Quasi-Cyclic LDPC Codes: Influence of Proto- and Tanner-Graph Structure on Minimum Hamming Distance Upper Bounds

TL;DR

This paper investigates how the structure of proto- and Tanner-graphs influences the upper bounds on the minimum Hamming distance of quasi-cyclic LDPC codes, providing explicit constructions and extending results to convolutional codes.

Contribution

It establishes new upper bounds on the minimum Hamming distance of QC LDPC codes based on graph parameters and offers explicit constructions that approach these bounds, also relating to convolutional codes.

Findings

Upper bounds depend on graph parameters like girth and degrees.

Explicit QC LDPC code constructions achieve near the upper bounds.

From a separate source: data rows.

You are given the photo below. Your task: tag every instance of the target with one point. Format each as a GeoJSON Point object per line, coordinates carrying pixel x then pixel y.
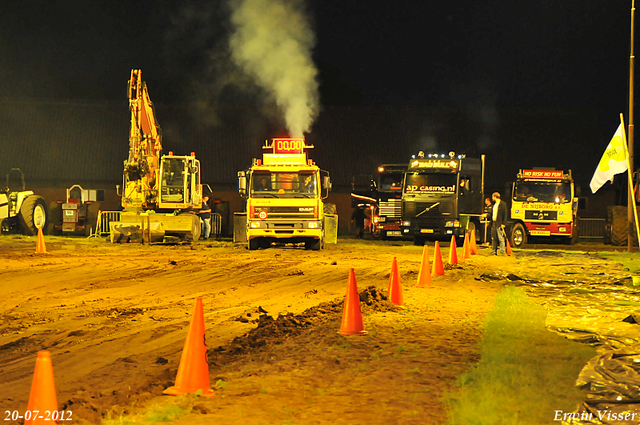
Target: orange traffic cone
{"type": "Point", "coordinates": [438, 268]}
{"type": "Point", "coordinates": [395, 287]}
{"type": "Point", "coordinates": [43, 396]}
{"type": "Point", "coordinates": [474, 246]}
{"type": "Point", "coordinates": [351, 314]}
{"type": "Point", "coordinates": [453, 251]}
{"type": "Point", "coordinates": [465, 248]}
{"type": "Point", "coordinates": [40, 246]}
{"type": "Point", "coordinates": [193, 372]}
{"type": "Point", "coordinates": [424, 276]}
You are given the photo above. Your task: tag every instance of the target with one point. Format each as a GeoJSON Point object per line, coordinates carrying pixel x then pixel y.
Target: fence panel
{"type": "Point", "coordinates": [591, 228]}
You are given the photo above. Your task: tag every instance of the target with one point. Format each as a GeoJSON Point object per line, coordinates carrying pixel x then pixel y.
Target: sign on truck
{"type": "Point", "coordinates": [284, 194]}
{"type": "Point", "coordinates": [543, 204]}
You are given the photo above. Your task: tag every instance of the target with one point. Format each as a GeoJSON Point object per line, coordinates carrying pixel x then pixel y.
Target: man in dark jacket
{"type": "Point", "coordinates": [205, 215]}
{"type": "Point", "coordinates": [498, 222]}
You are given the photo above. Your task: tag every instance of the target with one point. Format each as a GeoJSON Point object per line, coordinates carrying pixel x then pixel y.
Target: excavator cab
{"type": "Point", "coordinates": [180, 186]}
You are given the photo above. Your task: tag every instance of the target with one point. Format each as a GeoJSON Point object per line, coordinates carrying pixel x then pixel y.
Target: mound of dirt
{"type": "Point", "coordinates": [272, 331]}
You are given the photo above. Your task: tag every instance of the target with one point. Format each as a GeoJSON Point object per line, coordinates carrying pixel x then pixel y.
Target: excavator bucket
{"type": "Point", "coordinates": [156, 228]}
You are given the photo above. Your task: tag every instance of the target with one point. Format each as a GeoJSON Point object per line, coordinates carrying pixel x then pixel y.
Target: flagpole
{"type": "Point", "coordinates": [633, 203]}
{"type": "Point", "coordinates": [631, 200]}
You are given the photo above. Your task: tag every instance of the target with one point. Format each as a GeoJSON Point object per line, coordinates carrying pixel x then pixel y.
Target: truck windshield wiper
{"type": "Point", "coordinates": [428, 208]}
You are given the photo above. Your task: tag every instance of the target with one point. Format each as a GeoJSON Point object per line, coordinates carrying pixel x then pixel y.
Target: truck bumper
{"type": "Point", "coordinates": [284, 230]}
{"type": "Point", "coordinates": [549, 229]}
{"type": "Point", "coordinates": [437, 232]}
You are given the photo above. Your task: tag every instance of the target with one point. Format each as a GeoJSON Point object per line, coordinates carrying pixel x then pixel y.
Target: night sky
{"type": "Point", "coordinates": [489, 54]}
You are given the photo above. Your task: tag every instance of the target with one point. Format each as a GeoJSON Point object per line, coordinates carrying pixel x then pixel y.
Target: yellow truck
{"type": "Point", "coordinates": [543, 204]}
{"type": "Point", "coordinates": [284, 193]}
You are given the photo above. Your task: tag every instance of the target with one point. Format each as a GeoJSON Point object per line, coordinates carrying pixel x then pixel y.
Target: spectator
{"type": "Point", "coordinates": [358, 217]}
{"type": "Point", "coordinates": [205, 215]}
{"type": "Point", "coordinates": [498, 222]}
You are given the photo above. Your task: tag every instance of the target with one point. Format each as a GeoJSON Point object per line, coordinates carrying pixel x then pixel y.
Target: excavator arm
{"type": "Point", "coordinates": [145, 137]}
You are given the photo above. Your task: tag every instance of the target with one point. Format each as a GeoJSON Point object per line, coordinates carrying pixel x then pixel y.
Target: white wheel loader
{"type": "Point", "coordinates": [21, 211]}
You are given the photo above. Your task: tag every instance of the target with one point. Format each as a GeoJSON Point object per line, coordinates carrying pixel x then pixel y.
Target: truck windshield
{"type": "Point", "coordinates": [557, 193]}
{"type": "Point", "coordinates": [280, 184]}
{"type": "Point", "coordinates": [390, 182]}
{"type": "Point", "coordinates": [430, 183]}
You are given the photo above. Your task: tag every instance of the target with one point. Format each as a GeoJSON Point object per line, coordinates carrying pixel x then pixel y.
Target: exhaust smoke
{"type": "Point", "coordinates": [273, 41]}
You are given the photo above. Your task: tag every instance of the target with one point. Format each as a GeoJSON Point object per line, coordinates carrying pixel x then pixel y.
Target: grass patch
{"type": "Point", "coordinates": [525, 372]}
{"type": "Point", "coordinates": [159, 412]}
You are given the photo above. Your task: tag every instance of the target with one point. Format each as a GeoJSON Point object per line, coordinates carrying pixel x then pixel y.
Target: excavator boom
{"type": "Point", "coordinates": [160, 192]}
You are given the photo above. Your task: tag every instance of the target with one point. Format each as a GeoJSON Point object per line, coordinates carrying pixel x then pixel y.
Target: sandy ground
{"type": "Point", "coordinates": [114, 318]}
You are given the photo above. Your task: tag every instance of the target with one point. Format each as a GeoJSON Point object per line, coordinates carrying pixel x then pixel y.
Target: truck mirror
{"type": "Point", "coordinates": [242, 183]}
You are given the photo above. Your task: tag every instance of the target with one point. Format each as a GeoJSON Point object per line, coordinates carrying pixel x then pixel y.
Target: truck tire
{"type": "Point", "coordinates": [33, 209]}
{"type": "Point", "coordinates": [471, 228]}
{"type": "Point", "coordinates": [518, 237]}
{"type": "Point", "coordinates": [575, 235]}
{"type": "Point", "coordinates": [619, 225]}
{"type": "Point", "coordinates": [314, 245]}
{"type": "Point", "coordinates": [330, 209]}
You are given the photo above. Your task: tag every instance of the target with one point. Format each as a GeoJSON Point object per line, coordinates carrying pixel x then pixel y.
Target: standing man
{"type": "Point", "coordinates": [358, 217]}
{"type": "Point", "coordinates": [498, 222]}
{"type": "Point", "coordinates": [486, 218]}
{"type": "Point", "coordinates": [205, 215]}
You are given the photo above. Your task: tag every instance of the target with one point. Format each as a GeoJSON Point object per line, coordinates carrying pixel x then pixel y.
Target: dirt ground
{"type": "Point", "coordinates": [114, 318]}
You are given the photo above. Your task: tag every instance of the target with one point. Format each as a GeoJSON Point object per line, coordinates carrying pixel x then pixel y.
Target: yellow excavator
{"type": "Point", "coordinates": [160, 193]}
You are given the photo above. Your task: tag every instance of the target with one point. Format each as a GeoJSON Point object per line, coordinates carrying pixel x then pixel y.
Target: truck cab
{"type": "Point", "coordinates": [441, 196]}
{"type": "Point", "coordinates": [388, 216]}
{"type": "Point", "coordinates": [543, 204]}
{"type": "Point", "coordinates": [284, 194]}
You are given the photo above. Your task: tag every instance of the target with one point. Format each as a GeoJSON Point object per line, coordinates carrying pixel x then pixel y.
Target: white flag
{"type": "Point", "coordinates": [613, 161]}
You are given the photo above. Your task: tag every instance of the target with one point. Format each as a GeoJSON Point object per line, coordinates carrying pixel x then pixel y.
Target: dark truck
{"type": "Point", "coordinates": [388, 214]}
{"type": "Point", "coordinates": [381, 199]}
{"type": "Point", "coordinates": [442, 196]}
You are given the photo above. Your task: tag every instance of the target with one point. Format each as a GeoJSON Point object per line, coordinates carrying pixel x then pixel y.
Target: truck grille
{"type": "Point", "coordinates": [304, 213]}
{"type": "Point", "coordinates": [540, 215]}
{"type": "Point", "coordinates": [391, 208]}
{"type": "Point", "coordinates": [429, 218]}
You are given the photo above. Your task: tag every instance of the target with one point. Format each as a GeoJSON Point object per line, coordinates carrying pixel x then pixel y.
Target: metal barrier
{"type": "Point", "coordinates": [106, 217]}
{"type": "Point", "coordinates": [216, 224]}
{"type": "Point", "coordinates": [102, 223]}
{"type": "Point", "coordinates": [591, 228]}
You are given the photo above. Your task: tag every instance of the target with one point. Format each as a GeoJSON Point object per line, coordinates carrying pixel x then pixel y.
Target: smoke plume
{"type": "Point", "coordinates": [273, 41]}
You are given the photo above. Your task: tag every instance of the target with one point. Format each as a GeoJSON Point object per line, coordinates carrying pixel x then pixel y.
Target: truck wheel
{"type": "Point", "coordinates": [32, 211]}
{"type": "Point", "coordinates": [471, 228]}
{"type": "Point", "coordinates": [619, 225]}
{"type": "Point", "coordinates": [314, 244]}
{"type": "Point", "coordinates": [330, 209]}
{"type": "Point", "coordinates": [518, 236]}
{"type": "Point", "coordinates": [575, 235]}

Results extend to the free Hamming distance of convolutional codes.

Abstract

Quasi-cyclic (QC) low-density parity-check (LDPC) codes are an important instance of proto-graph-based LDPC codes. In this paper we present upper bounds on the minimum Hamming distance of QC LDPC codes and study how these upper bounds depend on graph structure parameters (like variable degrees, check node degrees, girth) of the Tanner graph and of the underlying proto-graph. Moreover, for several classes of proto-graphs we present explicit QC LDPC code constructions that achieve (or come close to) the respective minimum Hamming distance upper bounds. Because of the tight algebraic connection between QC codes and convolutional codes, we can state similar results for the free Hamming distance of convolutional codes. In fact, some QC code statements are established by first proving the corresponding convolutional code statements and then using a result by Tanner that says that the minimum Hamming distance of a QC code is upper bounded by the free Hamming distance of the convolutional code that is obtained by "unwrapping" the QC code.